Annie stood and wrapped her arms around me, holding on to me tightly. “That’s what I thought.”
“I want to believe Harper will beat this. She did the first time, but it’s much, much worse now.”
“I hope you realize you can’t keep her alive by the force of your own will,” Annie whispered.
Someone else had said that and I’d ignored it, refusing to believe I wasn’t the one keeping Harper alive by wishing and believing it. That was nuts. I held no such power over my sister’s cancer.
Or did I?
Annie was able to stay only a few minutes, as she’d left patients waiting at the clinic, but she’d wanted a personal update when she heard I was in town. Not knowing how long I’d be around, she took the chance I was available.
After Annie left, I talked to the two girls who manned the front of the shop. Joelle was a longtime friend of Harper’s and had worked for me before she started at Oceanside Fitness. She was taking classes to become a physical therapist. Working part-time for me while Harper was in Seattle had put a lot of stress on her. I thanked her and Leesa, who backed her up.
Dad arrived just after noon. He looked good. Better than he had at any time that I could remember since we’d lost Mom.
“You ready?” he asked.
“I am.” I reached for my purse and my overnight bag and headed to the car.
I looked longingly at the ocean. “Would you give me a minute?” I asked my father.
“Sure. No problem.”
I walked over to the beach, removed my shoes, and dug my feet into the cool October sand. Walking along the beach had always had the power to help me clear my mind and soothe my soul. Breathing in the briny scent of the wind, I held it in my lungs, comforted by the familiar smell and taste of it. A wave crashed against the shore, wiping out my footprints. The ebb and flow of change, of letting go, of moving forward and seeing everything wiped away like that single wave beating against the sand.
Knowing Dad was waiting for me, I stayed only long enough to find my center before I brushed the sand from my feet and slipped on my shoes. I hurried back to Dad, who stood waiting by the car.
My stay in town was brief but telling. So telling, especially when it came to my relationship with Sean. With my heart in my throat, I wondered how much longer I would be able to hold myself together.
CHAPTER 26
Willa
On the long drive back to Seattle, Dad was in a talkative mood. He had nearly two months’ sobriety and was feeling good about himself.
Being that I had been the one to look after Dad when our mother died, I was afraid what might happen when he saw Harper. He’d seen her only one time since she’d been admitted, and that was for Lucas and Chantelle’s wedding. Harper had declined since then, and I didn’t want it to shock him.
I thought to prepare him, but couldn’t get a word in, as he talked nearly nonstop, filling me in on his life. I’d never known my father to be chatty or this open. Despite my heavy heart, I enjoyed seeing him this way. His chatter helped me keep my mind off Sean, Bean There, and what we faced with Harper.

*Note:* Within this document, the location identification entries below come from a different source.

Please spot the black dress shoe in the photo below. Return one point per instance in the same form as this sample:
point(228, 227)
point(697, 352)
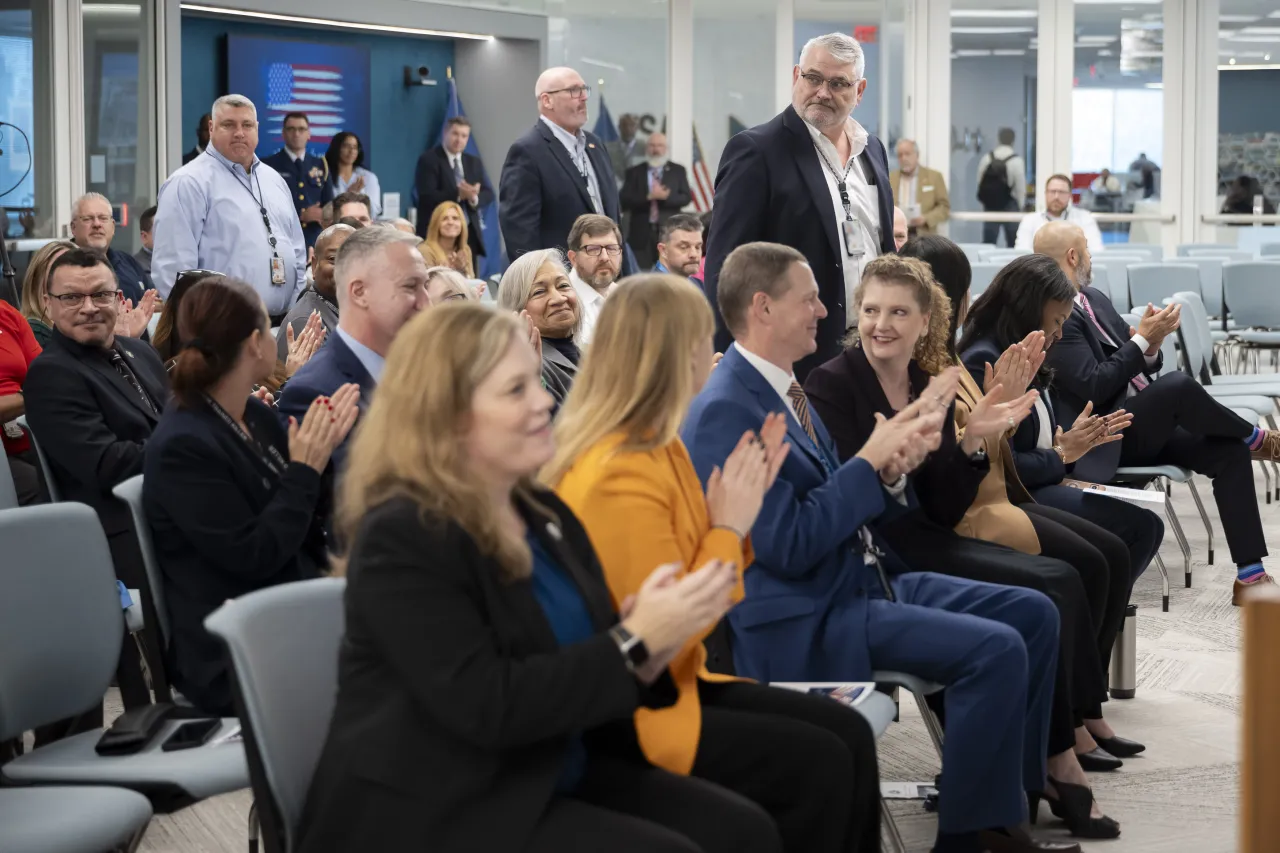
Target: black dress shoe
point(1120, 747)
point(1016, 839)
point(1098, 761)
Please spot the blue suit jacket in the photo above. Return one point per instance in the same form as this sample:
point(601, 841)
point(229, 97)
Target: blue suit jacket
point(328, 370)
point(804, 616)
point(776, 186)
point(543, 192)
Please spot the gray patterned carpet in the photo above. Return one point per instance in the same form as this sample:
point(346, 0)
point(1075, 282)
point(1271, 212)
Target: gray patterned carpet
point(1182, 796)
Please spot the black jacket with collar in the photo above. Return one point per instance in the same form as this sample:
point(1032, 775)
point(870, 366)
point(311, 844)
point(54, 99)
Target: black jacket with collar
point(90, 423)
point(456, 703)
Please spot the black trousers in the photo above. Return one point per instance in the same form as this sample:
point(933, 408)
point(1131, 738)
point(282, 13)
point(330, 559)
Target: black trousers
point(1078, 683)
point(625, 807)
point(809, 761)
point(1141, 529)
point(1175, 422)
point(1102, 561)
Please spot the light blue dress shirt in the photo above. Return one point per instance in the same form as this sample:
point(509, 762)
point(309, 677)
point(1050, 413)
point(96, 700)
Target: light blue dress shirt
point(371, 361)
point(208, 217)
point(371, 188)
point(576, 147)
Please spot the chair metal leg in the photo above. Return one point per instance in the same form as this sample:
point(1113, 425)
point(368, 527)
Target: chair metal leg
point(1182, 541)
point(1164, 580)
point(1208, 525)
point(255, 829)
point(895, 838)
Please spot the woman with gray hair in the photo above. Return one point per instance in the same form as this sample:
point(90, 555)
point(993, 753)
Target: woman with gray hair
point(538, 288)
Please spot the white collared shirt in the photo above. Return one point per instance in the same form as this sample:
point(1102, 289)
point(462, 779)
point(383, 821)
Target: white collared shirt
point(865, 209)
point(371, 361)
point(576, 147)
point(590, 301)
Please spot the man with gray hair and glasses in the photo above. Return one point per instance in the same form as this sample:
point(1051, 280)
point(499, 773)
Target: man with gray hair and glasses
point(229, 211)
point(812, 178)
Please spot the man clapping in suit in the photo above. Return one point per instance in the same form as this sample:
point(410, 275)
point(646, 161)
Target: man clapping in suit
point(652, 192)
point(448, 173)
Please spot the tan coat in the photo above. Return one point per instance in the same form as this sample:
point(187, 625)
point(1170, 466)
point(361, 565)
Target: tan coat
point(931, 194)
point(992, 516)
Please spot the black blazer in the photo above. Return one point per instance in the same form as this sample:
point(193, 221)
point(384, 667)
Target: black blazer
point(223, 525)
point(635, 199)
point(434, 181)
point(1086, 368)
point(846, 395)
point(90, 423)
point(1036, 466)
point(455, 699)
point(543, 192)
point(777, 190)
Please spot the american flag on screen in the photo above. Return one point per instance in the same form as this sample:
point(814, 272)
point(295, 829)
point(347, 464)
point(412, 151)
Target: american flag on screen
point(704, 191)
point(315, 90)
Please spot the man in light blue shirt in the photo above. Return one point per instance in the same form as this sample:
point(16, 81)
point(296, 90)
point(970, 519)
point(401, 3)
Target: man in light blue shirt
point(229, 211)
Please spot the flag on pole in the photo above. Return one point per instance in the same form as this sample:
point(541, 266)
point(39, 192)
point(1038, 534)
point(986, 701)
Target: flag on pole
point(490, 236)
point(704, 190)
point(604, 126)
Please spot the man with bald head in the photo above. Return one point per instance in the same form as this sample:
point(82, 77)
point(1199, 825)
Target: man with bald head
point(556, 172)
point(653, 192)
point(1175, 422)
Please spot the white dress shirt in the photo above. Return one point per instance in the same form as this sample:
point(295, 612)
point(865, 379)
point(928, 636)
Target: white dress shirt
point(370, 360)
point(590, 301)
point(865, 210)
point(576, 147)
point(1033, 222)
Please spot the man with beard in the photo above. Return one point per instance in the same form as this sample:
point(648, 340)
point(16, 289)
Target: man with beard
point(1059, 208)
point(680, 251)
point(814, 179)
point(653, 192)
point(595, 255)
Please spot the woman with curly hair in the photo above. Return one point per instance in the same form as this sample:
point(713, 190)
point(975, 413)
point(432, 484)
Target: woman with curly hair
point(964, 523)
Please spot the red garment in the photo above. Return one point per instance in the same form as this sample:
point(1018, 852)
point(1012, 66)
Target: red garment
point(18, 349)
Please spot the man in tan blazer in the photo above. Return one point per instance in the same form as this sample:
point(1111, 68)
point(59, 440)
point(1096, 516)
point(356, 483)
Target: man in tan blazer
point(918, 191)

“I’ve been eating better, too,” he said, “healthy stuff. Harper told me about this drink she concocted with all those seeds and germs and spinach. Sounded dreadful. Told her if she added beer I might be interested.” He laughed at his own joke. “Tried it without the beer and it isn’t half bad. Even ate nonfat Greek yogurt and a salad for lunch last week.”
“Good for you, Dad.”
“I’ve been getting extra hours at the casino, too.”
I was pleased to see him taking an interest in his well-being.